Prof. Dr. Ömer ÇELİK
omercelik08@hotmail.com

Biliyorum ki, namazın Allâh’ın mühim bir farzı, dinin direği, mü’minin mîracı olduğuna inanıyor ve namazlarını hiç aksatmadan kılıyorsun. Hattâ Rabbine yakınlığını artırmak için farzlarla birlikte nafile ibadetlere de önem veriyorsun. Gönlünde: “Secde et ve yaklaş!” heyecanı çarpıyor, cennetin zümrüt bahçelerinde Sevgili Peygamberimiz’e komşu olmanın iştiyakı içinde secdeleri çoğaltmanın gayreti içinde coşuyorsun. Bu, gerçekten övgüye şâyan bir durumdur. Ancak namazda okuduğun Arapça duaların, tesbihlerin, tekbirlerin ve sûrelerin mânâsını derinlemesine bilirsen; namaz kılarken yaptığın kıyam (ayakta durma), rükû, secde ve ka’de (oturma) gibi hareketlerin hikmetini anlarsan şüphesiz ki daha güzel bir namaz kılacak ve ondan en yüksek seviyede bir feyiz, mânevî enerji alabileceksin. Bedenin ilâhî emirler doğrultusunda hareket ederken, rûhun da kıvraklaşarak mânevî yüceliklere doğru kanat açma imkânı bulacaktır.

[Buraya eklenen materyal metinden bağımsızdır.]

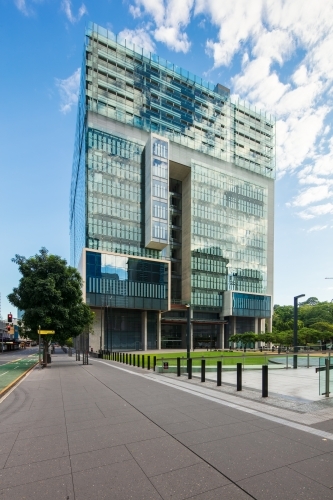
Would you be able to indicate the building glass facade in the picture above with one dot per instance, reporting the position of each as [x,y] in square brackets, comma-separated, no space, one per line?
[171,199]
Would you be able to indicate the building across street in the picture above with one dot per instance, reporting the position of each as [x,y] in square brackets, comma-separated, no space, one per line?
[172,203]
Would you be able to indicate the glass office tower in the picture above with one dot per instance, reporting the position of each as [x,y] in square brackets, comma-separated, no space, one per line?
[172,202]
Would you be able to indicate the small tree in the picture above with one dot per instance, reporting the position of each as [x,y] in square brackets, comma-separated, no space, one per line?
[50,294]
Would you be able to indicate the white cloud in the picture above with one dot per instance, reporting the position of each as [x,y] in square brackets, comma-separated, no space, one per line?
[69,91]
[169,18]
[316,228]
[67,8]
[139,37]
[267,34]
[315,211]
[22,7]
[312,195]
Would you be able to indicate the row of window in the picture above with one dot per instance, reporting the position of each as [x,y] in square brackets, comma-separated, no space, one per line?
[243,206]
[160,230]
[206,299]
[126,288]
[114,229]
[203,175]
[115,189]
[121,246]
[122,170]
[115,211]
[209,282]
[114,145]
[140,81]
[219,233]
[208,265]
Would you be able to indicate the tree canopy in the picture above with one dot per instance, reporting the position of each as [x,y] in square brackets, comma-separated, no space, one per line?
[50,294]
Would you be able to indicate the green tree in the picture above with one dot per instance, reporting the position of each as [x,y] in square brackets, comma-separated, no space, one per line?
[50,294]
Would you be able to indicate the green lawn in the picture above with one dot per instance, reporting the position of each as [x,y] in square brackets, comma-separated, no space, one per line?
[211,357]
[13,369]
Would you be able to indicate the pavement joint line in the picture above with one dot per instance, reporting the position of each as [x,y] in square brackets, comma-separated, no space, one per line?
[172,436]
[182,387]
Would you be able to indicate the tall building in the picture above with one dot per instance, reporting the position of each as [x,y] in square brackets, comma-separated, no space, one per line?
[172,202]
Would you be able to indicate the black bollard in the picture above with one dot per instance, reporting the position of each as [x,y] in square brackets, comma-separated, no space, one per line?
[203,370]
[189,368]
[219,373]
[264,381]
[239,376]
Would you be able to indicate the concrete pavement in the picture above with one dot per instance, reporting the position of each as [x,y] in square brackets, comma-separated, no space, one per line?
[108,431]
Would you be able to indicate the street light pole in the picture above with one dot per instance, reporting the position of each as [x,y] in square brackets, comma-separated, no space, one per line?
[296,328]
[188,333]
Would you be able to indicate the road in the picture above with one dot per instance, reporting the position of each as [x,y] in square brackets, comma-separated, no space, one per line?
[105,430]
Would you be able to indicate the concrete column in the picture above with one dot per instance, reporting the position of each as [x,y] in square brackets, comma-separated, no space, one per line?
[191,331]
[256,323]
[98,328]
[220,336]
[232,327]
[269,324]
[158,333]
[184,336]
[261,325]
[144,330]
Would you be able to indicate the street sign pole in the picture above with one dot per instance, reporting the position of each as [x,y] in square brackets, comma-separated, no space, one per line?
[40,363]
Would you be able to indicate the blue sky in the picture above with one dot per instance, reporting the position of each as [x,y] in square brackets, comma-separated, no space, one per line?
[274,54]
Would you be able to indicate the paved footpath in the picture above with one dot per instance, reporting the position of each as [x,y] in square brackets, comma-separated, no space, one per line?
[109,431]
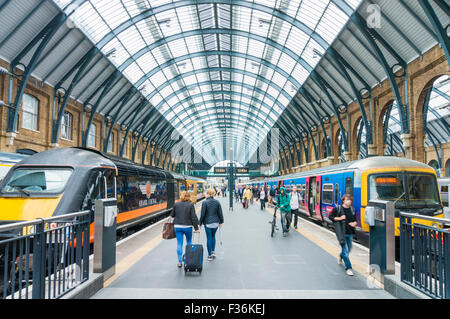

«Sübhâneke» duasını okurken Allâh’ı şânına yakışmayan bütün noksan sıfatlardan tenzih ettiğini (uzak tuttuğunu), O’nu kalbinin en derin sevgi hisleriyle övdüğünü, ismini ve şânını yücelttiğini, O’ndan başka ilâh olmadığını kabul ve ikrar ettiğini bilmen gerekir.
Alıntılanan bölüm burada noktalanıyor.